Maie Ash (31 May 1888 – 13 December 1923) was a British musical comedy actress and dancer.

==Biography==
She was born Eleanor Mabel Eugenie Ash in Clapton, London on 31 May 1888. Her parents were James Thomas Waterman Ash, a book-keeper originally from Poplar in East London, and Eleanor Mary Ash (nee Young). She was an only child and brought up in Hackney.

Ash made her first London appearance in 1902 at the Shaftesbury Theatre in A Little Un-fairy Princess before moving into the title role of Cinderella the following year at Southampton. In 1904 she played Margo in Goody Two Shoes at Liverpool and understudied the role of Pansy at the Vaudeville Theatre in London. Other musical comedies include Yellow Fog Island at Terry's Theatre and My Darling at the Hicks Theatre in 1907. Reflecting on her early career she said, '... I always wanted to get on the stage. When I was a child, I used to sing and dance'.

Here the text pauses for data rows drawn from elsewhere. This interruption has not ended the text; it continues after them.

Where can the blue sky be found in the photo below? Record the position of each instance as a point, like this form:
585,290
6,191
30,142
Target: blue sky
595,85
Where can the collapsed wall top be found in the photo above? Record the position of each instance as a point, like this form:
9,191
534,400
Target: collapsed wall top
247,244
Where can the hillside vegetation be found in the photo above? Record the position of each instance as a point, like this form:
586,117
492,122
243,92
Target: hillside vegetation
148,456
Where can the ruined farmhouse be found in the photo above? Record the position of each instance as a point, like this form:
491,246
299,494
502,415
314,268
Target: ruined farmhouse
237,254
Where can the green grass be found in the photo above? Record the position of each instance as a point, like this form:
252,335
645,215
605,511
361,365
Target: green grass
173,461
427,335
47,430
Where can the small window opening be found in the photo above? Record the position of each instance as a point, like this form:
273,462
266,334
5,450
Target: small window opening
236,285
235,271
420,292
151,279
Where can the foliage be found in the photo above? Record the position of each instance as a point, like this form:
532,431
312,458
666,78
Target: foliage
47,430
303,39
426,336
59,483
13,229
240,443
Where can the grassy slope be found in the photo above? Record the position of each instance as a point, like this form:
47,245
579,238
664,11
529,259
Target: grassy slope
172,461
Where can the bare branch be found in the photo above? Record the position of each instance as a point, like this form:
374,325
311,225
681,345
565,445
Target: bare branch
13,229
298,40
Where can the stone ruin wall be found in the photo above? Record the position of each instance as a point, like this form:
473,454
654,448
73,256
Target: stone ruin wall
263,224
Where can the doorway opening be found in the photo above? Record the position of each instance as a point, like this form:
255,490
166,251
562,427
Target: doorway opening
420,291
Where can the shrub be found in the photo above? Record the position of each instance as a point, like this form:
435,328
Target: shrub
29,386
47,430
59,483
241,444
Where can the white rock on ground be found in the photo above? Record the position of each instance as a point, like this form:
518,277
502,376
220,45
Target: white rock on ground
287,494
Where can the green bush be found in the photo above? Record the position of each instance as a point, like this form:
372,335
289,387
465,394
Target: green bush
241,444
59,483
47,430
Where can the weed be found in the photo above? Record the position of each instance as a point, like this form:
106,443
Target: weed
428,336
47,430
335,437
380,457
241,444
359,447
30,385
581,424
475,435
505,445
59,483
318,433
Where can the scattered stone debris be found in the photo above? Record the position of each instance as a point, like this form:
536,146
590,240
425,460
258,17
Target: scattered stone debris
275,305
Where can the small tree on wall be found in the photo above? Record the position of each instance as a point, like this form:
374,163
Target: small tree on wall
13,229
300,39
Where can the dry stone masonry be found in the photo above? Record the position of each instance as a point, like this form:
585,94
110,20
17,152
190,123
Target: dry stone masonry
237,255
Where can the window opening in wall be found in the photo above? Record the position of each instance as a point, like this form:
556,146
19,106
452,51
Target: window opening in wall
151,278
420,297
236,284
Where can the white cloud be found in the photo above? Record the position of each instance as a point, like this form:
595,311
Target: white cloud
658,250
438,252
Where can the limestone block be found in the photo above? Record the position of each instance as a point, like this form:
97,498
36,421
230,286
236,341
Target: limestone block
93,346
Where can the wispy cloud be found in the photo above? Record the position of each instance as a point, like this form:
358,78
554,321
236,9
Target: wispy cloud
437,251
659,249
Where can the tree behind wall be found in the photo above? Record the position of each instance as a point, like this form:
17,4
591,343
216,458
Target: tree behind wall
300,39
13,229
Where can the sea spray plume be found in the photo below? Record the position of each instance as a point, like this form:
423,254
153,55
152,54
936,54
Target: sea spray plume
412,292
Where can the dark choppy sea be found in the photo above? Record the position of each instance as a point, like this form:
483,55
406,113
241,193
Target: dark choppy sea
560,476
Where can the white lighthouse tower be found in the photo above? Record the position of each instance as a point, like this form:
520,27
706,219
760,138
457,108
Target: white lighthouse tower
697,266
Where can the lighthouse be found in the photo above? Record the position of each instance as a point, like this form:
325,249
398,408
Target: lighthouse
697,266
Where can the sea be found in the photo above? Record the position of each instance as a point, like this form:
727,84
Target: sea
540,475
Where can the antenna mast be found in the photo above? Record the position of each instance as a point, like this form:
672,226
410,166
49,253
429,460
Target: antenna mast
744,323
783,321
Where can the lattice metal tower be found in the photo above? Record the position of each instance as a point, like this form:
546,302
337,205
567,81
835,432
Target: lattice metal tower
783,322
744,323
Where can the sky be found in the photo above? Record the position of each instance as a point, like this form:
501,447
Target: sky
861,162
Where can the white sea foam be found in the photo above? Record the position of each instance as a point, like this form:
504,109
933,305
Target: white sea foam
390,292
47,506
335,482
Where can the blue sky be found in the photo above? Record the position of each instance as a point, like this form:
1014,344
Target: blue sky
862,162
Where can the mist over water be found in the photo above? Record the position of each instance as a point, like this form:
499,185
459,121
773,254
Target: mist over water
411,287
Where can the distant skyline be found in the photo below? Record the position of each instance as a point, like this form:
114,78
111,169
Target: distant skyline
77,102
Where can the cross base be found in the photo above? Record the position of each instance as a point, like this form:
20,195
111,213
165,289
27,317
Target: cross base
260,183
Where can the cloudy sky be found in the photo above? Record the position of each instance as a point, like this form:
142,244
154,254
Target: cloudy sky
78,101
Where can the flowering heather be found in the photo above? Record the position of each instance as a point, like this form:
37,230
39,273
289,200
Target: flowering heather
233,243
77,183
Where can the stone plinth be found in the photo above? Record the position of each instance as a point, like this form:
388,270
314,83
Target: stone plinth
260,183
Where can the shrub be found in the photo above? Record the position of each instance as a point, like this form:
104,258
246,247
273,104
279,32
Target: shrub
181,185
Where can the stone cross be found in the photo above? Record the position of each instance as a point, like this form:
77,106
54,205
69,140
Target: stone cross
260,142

She married actor Stanley Brett, the brother of Seymour Hicks in 1909. The couple had one daughter, Margaret Mabel Ellaline Hicks, who was born in Kensington in 1910. Brett and Maie divorced in a widely-publicised case in 1913, Brett having petitioned on the grounds of Maie's adultery with comedian Fred Allandale. Maie subsequently married Allandale on Saturday 15 May 1915, at Hackney Register Office.

Maie Ash died on 13 December 1923 at Marine Parade, Brighton, after an eight-month illness, at the age of 35. She is buried in Abney Park Cemetery.